Mentre la politica italiana continua a dare di sé uno spettacolo ignobile – tra inchieste che svelano le miserie degli scrocconi e gli offensivi balletti “mi candido o forse no” – la gente normale, oltre a sentirsi presa in giro, è alle prese con l’anno che finisce benedetto dalla rata dell’Imu e da un Natale sempre più povero.
Ma la fine dell’anno è anche un’angosciante scadenza per i profughi che più di un anno fa arrivarono in Italia scappando dalla guerra civile in Libia. In questi giorni stanno facendo manifestazioni un po’ in tutta Italia, da Alessandria a Napoli, per ricordarci che esistono: sono qui e sono “in scadenza”. Naturalmente, in varie parti del nostro civile Nord, la Lega si è segnalata per le consuete dichiarazioni d’inciviltà. Questa è del vicesindaco di Treviso, Giancarlo Gentilini (nomen non omen): “Tutti i profughi, compresi i rifugiati libici, vanno mandati a casa senza distinzione. Sgomberiamo il campo da cortine fumogene basate sulla tolleranza, sulla solidarietà e sul permissivismo”.
Del resto noi siamo il Paese dei respingimenti in mare: una politica per la quale la Corte di Strasburgo continua a sanzionarci, ma a noi piace così. Cioè ci va bene che i consiglieri regionali (tanti sono della Lega) scialacquino i soldi dei rimborsi elettorali in videogame, gratta&vinci, creme e dolci, ma se lo Stato stanzia 43 euro al giorno per i profughi è uno scandalo. Loro sono dei mangiapane a tradimento, invece il capogruppo della Lega al Pirellone che si sarebbe fatto rimborsare i soldi per il matrimonio della figlia è un onesto cittadino.

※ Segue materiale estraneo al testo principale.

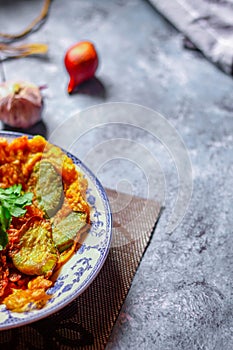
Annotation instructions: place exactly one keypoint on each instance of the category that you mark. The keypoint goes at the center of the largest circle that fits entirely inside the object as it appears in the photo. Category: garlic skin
(21, 104)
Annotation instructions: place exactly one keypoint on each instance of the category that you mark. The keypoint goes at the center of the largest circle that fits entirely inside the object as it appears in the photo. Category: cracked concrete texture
(181, 297)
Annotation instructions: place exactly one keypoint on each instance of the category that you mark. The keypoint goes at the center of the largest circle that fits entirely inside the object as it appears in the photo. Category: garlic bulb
(21, 104)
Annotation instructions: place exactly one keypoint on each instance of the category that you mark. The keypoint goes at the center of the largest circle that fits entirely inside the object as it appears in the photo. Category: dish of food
(55, 228)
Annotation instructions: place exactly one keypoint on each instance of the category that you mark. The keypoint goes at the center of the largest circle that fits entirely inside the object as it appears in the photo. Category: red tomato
(81, 62)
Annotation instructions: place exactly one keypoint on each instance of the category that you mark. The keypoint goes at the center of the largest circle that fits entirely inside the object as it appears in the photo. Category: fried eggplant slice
(66, 230)
(48, 187)
(36, 253)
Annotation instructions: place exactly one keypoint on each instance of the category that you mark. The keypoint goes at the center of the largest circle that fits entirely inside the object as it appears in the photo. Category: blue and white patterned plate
(78, 273)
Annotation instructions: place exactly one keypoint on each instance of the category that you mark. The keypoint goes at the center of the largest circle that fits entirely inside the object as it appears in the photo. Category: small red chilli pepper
(81, 62)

Sui media nazionali si parla di circa diecimila persone. Ma – spiega Piero Soldini, responsabile nazionale Cgil immigrazione – “in realtà sono più del doppio, per quanto risulta a noi: circa 23 mila”. Sono arrivati quando è scoppiata la guerra civile in Libia e sono rimasti con un piano di emergenza stanziato dal governo: circa il 50 per cento di loro non ha ottenuto il diritto di asilo. E ora, che sarà di loro? Avranno una proroga di sei mesi, grazie a un decreto del ministero dell’Interno, con un permesso temporaneo per motivi umanitari. “Questo permesso – racconta Soldini – può essere prorogato o trasformato in permesso di lavoro. Ma ciascuno dovrà fare domanda alla Prefettura, cosa che creerà intoppi burocratici”.
Per le associazioni che si occupano dei profughi il problema sarà l’ospitalità: il piano di emergenza per il Nordafrica è appunto in scadenza. “Quello che sappiamo, in via ufficiosa, è che il governo sta pensando a una proroga di due o tre mesi – continua il sindacalista – in modo che i richiedenti asilo possano trovarsi un lavoro. La cosa più importante è che il provvedimento di proroga dovrebbe essere accompagnato da piani di facilitazione e integrazione. È allo studio con il ministero del Lavoro un programma per la formazione linguistica, civica, professionale. Per fortuna oltre all’emergenza si ragiona con un minimo di lungimiranza: questa rischiava di diventare una vergogna internazionale”. A scanso di equivoci, i fondi per l’integrazione in Italia sono quasi totalmente europei. Che noi siamo la frontiera del Mediterraneo è una barzelletta: “In Italia abbiamo 55 mila rifugiati, in Germania sono 500 mila”.